On 24.01.22 09:12, Chris wrote:
On 2022-01-23 10:19, Patrick M. Hausen wrote:
Hi all,
I did not really have an opinion on this, since we never used FTP,
but I was a bit surprised by the suggestion to use SSH instead.
It never occurred to us that anything but HTTP(S) was possible.
We simply run Nginx in a jail serving the packages that Poudriere
produces for us. Setup time/effort: 5 minutes.
Now after this comment:
Am 22.01.2022 um 09:35 schrieb Chris <portmas...@bsdforge.com>:
I find it's less "housekeeping" to use ftp(1) setup through inetd(8)
for pkg repos, than
via ssh.
I understand the appeal of FTP.
Maybe this discussion is focusing on the wrong topic. Perhaps
we should consider including a light weight way to serve HTTP(S)
in base? Like Lighttpd, which as far as I know comes with a BSD
3-clause equivalent license.
But then the general tendency has been to remove network services
from base rather than introduce them. Like e.g. BIND.
So I really have no idea what the general opinion is, just wanted
to throw in that IMHO HTTPS is the best protocol to the task and
if some way to serve that could be included in base, I for one would
appreciate that.
OTOH Chris, what's keeping you from installing a web server just
serving static files?
Different environments/ different requirements. But habit as much as
anything else.
Ftp is trivial, has always been available. So I never even need to
think about it.
I perform mass installs/upgrades in large networks. There is no
overhead using ftp
either through a one-start | inetd. The clients are all started/used
at will.
It seems to me that removing features also removes value. IMHO the
gain from the
removal of transports as trivial as ftp(1) bring little to the table
for all
concerned. But that's just me. :-)
Have you ever looked into a FTP protocol parser and what's required to
get different FTP configurations through the NAT infested networks of
today? FTP is an ugly protocol from the beginning of time that should
have been put down decades ago. Even without pipelining HTTP saves
several network round trips and poudriere already generates HTML and
JSON status updates during builds as read only web ui.
This thread has shown that users have deployed complex, fragile
workarounds the limited protocol selection offered by pkg. I recommend
adding a clean and official extension interface spawning fetch helper
processes from a well known location outside of $PATH derived from the
URI schema (e.g. ${PREFIX}/libexec/pkg/fetch-${SCHEMA}). To keep helpers
simple and small they would be started in an execution environment
(working directory, environment variables, minimal set of inherited file
descriptors) to be prepared by pkg expecting the repository URI as first
(and only?) argument. Reading a stream of pairs of file name (e.g. the
package hash stored in the repository) and relative path per line to
fetch from standard input into the inherited working directory allowing
users to add their own transport helpers similar to git.
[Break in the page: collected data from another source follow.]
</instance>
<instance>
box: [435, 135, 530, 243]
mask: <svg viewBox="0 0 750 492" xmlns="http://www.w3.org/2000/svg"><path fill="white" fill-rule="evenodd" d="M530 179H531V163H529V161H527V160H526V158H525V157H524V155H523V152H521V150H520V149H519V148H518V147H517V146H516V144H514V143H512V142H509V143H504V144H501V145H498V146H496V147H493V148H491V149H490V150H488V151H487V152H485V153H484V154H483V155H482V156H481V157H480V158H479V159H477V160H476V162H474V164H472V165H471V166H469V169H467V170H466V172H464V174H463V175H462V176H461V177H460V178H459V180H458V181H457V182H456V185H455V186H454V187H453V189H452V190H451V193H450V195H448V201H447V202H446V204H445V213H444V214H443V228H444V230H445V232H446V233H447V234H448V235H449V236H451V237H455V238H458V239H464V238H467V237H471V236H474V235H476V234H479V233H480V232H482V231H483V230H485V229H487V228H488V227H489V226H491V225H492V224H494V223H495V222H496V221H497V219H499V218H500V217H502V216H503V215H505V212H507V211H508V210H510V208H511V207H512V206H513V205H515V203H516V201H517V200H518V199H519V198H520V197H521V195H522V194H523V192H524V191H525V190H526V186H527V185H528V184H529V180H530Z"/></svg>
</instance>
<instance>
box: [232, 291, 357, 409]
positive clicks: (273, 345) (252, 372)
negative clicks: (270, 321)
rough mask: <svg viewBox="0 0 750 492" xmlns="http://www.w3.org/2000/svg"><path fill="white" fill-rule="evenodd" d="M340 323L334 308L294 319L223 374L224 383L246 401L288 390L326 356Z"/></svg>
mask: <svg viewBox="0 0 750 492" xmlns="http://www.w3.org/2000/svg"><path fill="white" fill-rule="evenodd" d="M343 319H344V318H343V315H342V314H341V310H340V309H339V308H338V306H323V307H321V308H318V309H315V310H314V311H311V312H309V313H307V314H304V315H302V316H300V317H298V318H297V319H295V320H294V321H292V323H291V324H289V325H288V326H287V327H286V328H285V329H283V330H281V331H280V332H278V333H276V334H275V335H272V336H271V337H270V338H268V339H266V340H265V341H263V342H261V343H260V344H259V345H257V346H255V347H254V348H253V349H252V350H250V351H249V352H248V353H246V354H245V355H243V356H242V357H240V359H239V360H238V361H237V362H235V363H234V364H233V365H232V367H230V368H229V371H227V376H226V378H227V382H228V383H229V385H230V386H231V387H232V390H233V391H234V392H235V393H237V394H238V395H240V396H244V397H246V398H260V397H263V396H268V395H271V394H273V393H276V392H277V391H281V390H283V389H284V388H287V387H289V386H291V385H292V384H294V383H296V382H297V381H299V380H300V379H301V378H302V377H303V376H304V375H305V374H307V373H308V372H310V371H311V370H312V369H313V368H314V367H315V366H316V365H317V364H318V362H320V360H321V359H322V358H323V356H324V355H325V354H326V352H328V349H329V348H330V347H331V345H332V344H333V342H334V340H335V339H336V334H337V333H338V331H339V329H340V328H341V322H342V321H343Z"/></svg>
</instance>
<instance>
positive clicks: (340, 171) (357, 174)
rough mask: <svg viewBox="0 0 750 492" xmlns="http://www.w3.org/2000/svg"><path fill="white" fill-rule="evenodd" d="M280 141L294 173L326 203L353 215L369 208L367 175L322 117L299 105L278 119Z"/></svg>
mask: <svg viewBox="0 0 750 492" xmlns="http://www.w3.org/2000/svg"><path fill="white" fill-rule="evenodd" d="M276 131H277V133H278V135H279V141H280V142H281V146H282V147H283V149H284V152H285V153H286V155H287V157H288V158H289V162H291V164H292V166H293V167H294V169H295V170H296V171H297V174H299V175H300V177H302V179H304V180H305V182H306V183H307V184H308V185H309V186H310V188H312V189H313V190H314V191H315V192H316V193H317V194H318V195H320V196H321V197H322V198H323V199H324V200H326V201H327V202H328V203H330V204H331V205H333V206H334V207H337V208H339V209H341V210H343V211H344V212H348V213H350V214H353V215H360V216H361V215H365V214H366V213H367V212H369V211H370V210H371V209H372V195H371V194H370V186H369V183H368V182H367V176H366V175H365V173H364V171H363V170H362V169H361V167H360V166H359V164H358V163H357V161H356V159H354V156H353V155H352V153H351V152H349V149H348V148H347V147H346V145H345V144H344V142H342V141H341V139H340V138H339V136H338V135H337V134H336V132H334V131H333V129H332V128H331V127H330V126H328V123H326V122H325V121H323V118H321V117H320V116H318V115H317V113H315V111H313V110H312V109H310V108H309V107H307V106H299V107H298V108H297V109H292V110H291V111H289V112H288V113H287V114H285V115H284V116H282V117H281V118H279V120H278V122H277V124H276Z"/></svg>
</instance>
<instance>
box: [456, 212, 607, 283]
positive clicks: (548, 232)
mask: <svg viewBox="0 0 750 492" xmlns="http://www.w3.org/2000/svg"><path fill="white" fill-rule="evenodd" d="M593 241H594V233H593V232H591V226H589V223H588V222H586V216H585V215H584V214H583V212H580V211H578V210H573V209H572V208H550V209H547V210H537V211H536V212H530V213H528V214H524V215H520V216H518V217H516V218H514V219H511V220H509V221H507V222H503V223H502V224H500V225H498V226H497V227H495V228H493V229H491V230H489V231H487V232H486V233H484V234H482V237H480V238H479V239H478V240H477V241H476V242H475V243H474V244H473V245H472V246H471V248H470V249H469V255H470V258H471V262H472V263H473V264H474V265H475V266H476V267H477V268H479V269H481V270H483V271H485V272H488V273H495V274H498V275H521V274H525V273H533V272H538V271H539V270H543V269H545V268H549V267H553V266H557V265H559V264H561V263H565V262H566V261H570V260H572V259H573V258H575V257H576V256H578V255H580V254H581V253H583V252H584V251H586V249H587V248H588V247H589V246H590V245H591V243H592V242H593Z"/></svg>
To support progress updates and allow pkg to start the installation of
fetch packages as soon as possible helpers could write lines with
"${BYTES_FETCHED} ${BYTES_TOTAL} ${FILE}" to standard output
periodically. A (permanent) transfer failure could be encoded by a
negative $BYTES_FETCHED and a successfully completed transfer as
$BYTES_FETCHED == $BYTES_TOTAL. If the helper doesn't know the file size
it should be allowed to use negative $BYTES_TOTAL values in all but the
last progress update (per fetched file). All transfers not reported as
successfully completed or permanently failed are implicitly confirmed by
exiting with EX_OK. Other exit codes implicitly fail all unconfirmed
transfers. Pkg should clean up the working directory after the the
helper has exited to delete partially transferred files (and anything
else the helper may have left taking care not to follow symlinks). Pkg
should apply resource limits and drop privileges (when running as root)
before exec()ing into the helper. Well written helpers can use capsicum
to provide further defense in depth.
The package repository already contains the the expected package sizes.
As an optimization for dealing with out of sync mirrors the known file
sizes can be matched against positive file sizes reported by helpers to
fail quickly.
Refactoring all supported protocols to use this interface would reduce
the complexity of pkg itself.
This design can be further extended with more features (and potential
for bugs) until we end up with something similar to the git annex
external special remote protocol
(https://git-annex.branchable.com/design/external_special_remote_protocol/)
if there are enough relevant use cases justifying the additional
complexity in pkg and its file transfer helpers.